As per my clock,
there are only 3 instances where this happens.
First at 14 minutes and 32.5 seconds.
Next at 22 minutes and 17.8 seconds.
And the third at 80 minutes and 28.3 seconds. Of course the decimal places are for
exaggeration and there would be some minor error range that you will have to
pardon me for.
I am of course
talking about nothing else but the dialogue of the year. Hell it can stake its claim for dialogue of
the damn decade!!! And a lot of it has to do with the person delivering the
dialogue. Generations to come will be scarred
with what happens in these 3 moments in time when you watch Heropanti.
“Kya Karoon? Sabko
aati nahin. Meri jaati nahin”!!!! If
this was Chennai and Thalaivar had delivered this dialogue, and if fortunately
you were watching that movie from the first 4-5 rows then you would have been
richer by a few thousand bucks in change by the end of the movie.
For now, you
have to make do with the six-pack (or maybe 8 pack because I lost count) form
of a chocolate boy looking hero called Jai Hemant aka Tiger Shroff. I would have used the words unfortunately or
regrettably but I would be very unfair.
Tiger Shroff isn’t all that bad.
He would have been more suited to carry off, “Rahul… naam toh suna hoga”

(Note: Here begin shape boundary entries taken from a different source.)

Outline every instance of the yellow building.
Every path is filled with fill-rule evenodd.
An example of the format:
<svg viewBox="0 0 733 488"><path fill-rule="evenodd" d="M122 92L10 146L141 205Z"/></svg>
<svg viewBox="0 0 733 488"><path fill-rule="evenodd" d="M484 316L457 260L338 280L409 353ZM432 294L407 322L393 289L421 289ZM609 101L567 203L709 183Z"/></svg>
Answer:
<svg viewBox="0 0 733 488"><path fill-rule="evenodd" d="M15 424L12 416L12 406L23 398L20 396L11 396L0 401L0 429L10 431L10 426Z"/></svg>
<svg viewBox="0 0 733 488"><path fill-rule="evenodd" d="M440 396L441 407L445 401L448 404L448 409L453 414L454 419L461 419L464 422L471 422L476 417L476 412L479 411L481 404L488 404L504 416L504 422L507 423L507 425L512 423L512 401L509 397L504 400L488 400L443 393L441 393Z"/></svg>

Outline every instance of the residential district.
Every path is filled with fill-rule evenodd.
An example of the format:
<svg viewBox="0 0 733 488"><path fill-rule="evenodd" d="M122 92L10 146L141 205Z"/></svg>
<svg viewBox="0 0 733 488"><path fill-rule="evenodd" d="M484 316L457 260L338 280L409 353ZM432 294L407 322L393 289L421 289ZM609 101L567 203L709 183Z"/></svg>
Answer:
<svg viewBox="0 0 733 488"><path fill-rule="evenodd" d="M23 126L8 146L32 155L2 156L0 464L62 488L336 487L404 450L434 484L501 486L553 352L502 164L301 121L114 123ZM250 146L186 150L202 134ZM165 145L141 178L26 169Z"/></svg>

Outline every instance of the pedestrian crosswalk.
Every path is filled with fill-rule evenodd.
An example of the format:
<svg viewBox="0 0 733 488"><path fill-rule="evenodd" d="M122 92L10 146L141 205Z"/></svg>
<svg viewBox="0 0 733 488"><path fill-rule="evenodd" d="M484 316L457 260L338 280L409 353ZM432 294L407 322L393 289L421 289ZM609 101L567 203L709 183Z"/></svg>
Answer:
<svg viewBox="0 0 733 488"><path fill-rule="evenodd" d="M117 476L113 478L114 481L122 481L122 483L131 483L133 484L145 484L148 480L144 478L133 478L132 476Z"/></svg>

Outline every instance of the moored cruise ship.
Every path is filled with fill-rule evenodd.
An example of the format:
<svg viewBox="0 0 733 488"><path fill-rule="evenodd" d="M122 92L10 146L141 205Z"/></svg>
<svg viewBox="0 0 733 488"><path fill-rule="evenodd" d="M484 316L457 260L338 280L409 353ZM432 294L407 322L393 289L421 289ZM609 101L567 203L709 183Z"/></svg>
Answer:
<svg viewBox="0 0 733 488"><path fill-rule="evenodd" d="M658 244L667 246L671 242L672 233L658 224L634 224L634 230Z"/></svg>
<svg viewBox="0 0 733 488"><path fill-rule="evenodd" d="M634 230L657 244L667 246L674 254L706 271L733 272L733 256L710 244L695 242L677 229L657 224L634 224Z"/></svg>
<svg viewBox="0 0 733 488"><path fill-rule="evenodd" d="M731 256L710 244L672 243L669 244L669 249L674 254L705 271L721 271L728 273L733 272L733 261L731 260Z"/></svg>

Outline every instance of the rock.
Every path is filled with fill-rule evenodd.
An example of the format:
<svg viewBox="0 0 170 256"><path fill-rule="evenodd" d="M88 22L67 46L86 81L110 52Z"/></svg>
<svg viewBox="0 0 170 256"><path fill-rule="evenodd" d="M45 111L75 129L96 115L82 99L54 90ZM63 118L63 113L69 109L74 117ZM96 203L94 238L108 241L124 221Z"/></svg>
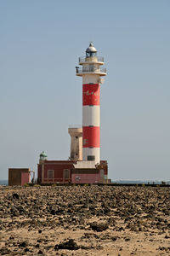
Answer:
<svg viewBox="0 0 170 256"><path fill-rule="evenodd" d="M19 196L19 195L18 195L17 193L14 193L14 194L13 194L13 198L14 198L14 199L19 199L20 196Z"/></svg>
<svg viewBox="0 0 170 256"><path fill-rule="evenodd" d="M55 250L78 250L79 247L73 239L69 239L67 241L64 241L60 243L59 245L55 245Z"/></svg>
<svg viewBox="0 0 170 256"><path fill-rule="evenodd" d="M93 222L90 223L90 228L94 231L102 232L107 230L109 227L108 227L108 224L105 224L105 223L98 224L97 222Z"/></svg>
<svg viewBox="0 0 170 256"><path fill-rule="evenodd" d="M22 241L20 243L19 247L26 247L28 245L28 242L26 241Z"/></svg>

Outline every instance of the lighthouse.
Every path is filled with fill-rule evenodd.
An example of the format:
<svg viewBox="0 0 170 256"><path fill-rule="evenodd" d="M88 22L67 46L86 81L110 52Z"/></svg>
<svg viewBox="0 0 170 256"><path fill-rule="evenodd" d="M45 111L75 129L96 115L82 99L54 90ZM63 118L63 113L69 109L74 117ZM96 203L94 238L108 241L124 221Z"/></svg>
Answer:
<svg viewBox="0 0 170 256"><path fill-rule="evenodd" d="M82 77L82 160L100 163L100 84L106 69L104 58L90 43L86 56L79 58L76 76Z"/></svg>

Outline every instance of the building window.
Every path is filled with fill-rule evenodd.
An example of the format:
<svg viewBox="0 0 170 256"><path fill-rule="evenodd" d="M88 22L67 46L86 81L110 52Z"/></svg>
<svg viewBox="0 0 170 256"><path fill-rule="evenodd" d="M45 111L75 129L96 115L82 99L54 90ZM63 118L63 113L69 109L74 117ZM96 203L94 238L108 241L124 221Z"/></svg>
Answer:
<svg viewBox="0 0 170 256"><path fill-rule="evenodd" d="M48 170L48 177L54 178L54 170Z"/></svg>
<svg viewBox="0 0 170 256"><path fill-rule="evenodd" d="M95 155L88 155L88 161L94 161Z"/></svg>
<svg viewBox="0 0 170 256"><path fill-rule="evenodd" d="M64 170L64 178L70 178L70 170L69 169Z"/></svg>

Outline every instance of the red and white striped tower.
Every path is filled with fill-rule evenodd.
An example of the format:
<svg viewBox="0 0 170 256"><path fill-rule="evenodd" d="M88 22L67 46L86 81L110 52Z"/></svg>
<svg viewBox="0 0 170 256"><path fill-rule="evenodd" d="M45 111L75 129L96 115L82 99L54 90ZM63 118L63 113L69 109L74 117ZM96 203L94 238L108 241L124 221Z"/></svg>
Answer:
<svg viewBox="0 0 170 256"><path fill-rule="evenodd" d="M106 75L106 69L100 68L104 58L97 56L97 50L90 43L86 56L79 58L76 67L76 75L82 77L82 160L100 162L100 77Z"/></svg>

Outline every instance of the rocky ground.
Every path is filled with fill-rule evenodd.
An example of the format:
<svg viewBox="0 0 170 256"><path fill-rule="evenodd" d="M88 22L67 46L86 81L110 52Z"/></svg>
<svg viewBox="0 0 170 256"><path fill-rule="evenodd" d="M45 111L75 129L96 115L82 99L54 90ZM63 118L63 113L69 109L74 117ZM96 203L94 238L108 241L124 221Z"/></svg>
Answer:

type dialogues but a high impact dialogue like this? Nah!!!
Also, to be
fair, Tiger Shroff is the best thing that has happened to Bollywood action
after Vidyut Jammwal (who is undeniably the best as on date). There is a fight
scene right about 15 minutes into the movie that is a sight for sore eyes. Shroff (and I am told not his body double) is
fantastic when he is throwing his punches.
Unfortunately
for him, director Sabbir Khan chooses to make Heropanti into a soppy
melodramatic love story. Cut to a movie
with Jammwal called Commando – it suffered from a similar fate because of the necessary
but a tad too much of romance (read louv).
Heropanti takes the louv angle in commando and multiplies it by
infinite.
This should have
been a movie where Shroff should have been given a minimum of 6 fight sequences
against the 2 full fights and 2 excuses for fight sequences. It should have been a non-stop action flick
directed by someone like Rohit Shetty who would have launched Shroff and his
skill sets like a rocket to Jupiter.
Instead we have
to sustain family melodrama set to a Haryanvi Jat background. It takes all of your courage and will power
to sit through the parts where Sabbir Khan shoves down ladle after ladle of
melodrama. Daughters eloping on their
wedding day, fathers promising to honour kill, uncles chasing you through the
city flashing their guns and of course a whole bunch of hot blooded Jats who
have to scream without reason.
If not for the
gorgeous Kriti Sanon, sitting through the 2.5 hours of melodrama would have
been too much for an already disappointing Friday (I had watched Kochadaiiyaan before
this). Sanon cannot act too well but at she
isn’t a disaster either. There is
hope. I would say the same about
Shroff. But the movie? Avoidable. 2 on 10.